Foreign Aid: Reduce it or Scrap it | Callum R. Dann

0.7 per cent of the UK’s gross national income is spent on foreign aid each and every year. Put into perspective that is around £12bn every year and in 2015 it was £12.1bn. And the foreign aid budget has only got bigger over time; in the 80’s it was around £3bn. That £12bn is split into multilateral aid and bilateral aid, 37:63 per cent, with the former going to organisations like the United Nations – majority of which the UK has no control over and will not see where it is spent. Foreign aid promotes the UK as a global-open nation which is friendly and can fix world problems.

Money alone cannot fix problems. That’s a fact.

South Korea is a wonderful example. Post-war, South Korea’s economy was dreadful, they were poorer than Somali Land. How did they rise and become such an international developed country? Through trading and having global outreach. The most effective way for UK to provide ‘aid’ is through trade, tariff free, promoting the free market and giving advice. Sending endless money ensures the country receiving the aid remains in a cycle and the issue – be it poverty or education – remains. The best way to fix the problems of a country, is not through money, but through promotion and fair advice. South Korea proves it has worked.

The UK’s bloated foreign aid budget is not well spent or well maintained. When you have over £1.2bn going to the most corrupt countries in the world, not direct government-to-government, fears grow that it is being hijacked by terrorist’s organisations or the rich and wealthy. Taking taxpayer’s money and giving it to the rich in another country is theft. Accountability is a must where money and foreign investment is concerned. We, as a country, have no control over finding out where the taxpayer’s money is going.

Of course the UK should maintain an emergency relief fund to retain its status as the best soft power and keep up its influence across the globe. Wasteful spending on Ethiopian Spice Girls is not going to help a poor child in Kenya who cannot access school.
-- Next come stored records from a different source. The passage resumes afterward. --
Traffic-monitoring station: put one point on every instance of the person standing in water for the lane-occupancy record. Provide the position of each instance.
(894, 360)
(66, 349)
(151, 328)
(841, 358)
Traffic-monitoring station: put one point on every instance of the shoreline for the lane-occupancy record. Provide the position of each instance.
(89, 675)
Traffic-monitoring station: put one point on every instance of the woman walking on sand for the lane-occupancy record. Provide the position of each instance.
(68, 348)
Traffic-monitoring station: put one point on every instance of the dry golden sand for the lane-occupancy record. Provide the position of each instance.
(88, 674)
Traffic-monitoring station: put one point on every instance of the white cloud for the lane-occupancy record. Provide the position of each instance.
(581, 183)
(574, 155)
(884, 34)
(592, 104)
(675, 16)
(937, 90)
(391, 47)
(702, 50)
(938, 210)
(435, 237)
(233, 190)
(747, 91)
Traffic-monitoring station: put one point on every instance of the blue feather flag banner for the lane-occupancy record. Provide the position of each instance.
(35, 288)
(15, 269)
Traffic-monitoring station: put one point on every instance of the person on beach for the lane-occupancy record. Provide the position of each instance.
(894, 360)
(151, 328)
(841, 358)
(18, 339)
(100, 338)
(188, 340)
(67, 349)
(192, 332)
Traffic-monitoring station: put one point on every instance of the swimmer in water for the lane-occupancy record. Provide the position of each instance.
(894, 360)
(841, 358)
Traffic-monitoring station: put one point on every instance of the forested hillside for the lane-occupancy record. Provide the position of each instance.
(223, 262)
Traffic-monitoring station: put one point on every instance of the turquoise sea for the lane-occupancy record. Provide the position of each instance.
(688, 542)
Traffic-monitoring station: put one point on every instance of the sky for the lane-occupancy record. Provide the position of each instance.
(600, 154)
When it comes to health concerns, we can do more in the UK with internal funding than just giving away pots of free money. In the UK we can work on cheaper, more cost effective, vaccines for example, which we could supply people with in foreign countries.

And we mustn’t forget. The UK has its own major issues with health, housing and education. £12bn could do a lot and there is a very valid argument of “charity starts at home”.

Foreign Aid should be reduced, if not scraped. It is good for retaining soft power and influence but it does not face or help any of the issues we proclaim to be addressing. History has proven one thing – British aid is best served through guidance and installation of advisory panels, not endless rotations of money.

Callum R. Dann is a writer for Student Voices.

Foreign Aid: Reduce it or Scrap it | Callum R. Dann Foreign Aid: Reduce it or Scrap it | Callum R. Dann Reviewed by Student Voices on 11:37 Rating: 5

1 comment:

  1. Hi Callum - thank you for this. While I agree there are large problems with the way UKAid is dispersed, it is not true that 'we have no idea where the money is going'. DFID is the most heavily scrutinised department in the government. It accounts for every pound spent, and is routinely investigated by independent watchdogs. A routine search on independent websites can find impressive claims of what DFID aid has achieved. I also do not believe that aid should solely be spent on trade, or in the 'national interest'. Polling finds the majority of Britons support aid on a moral basis - that it is our duty to help those less fortunate than ourselves. There is much to be done to support emergency relief efforts, encourage improved education and healthcare, and support more effective policymaking. This can be done in a way that is effective, and in a way that is accountable to the British public.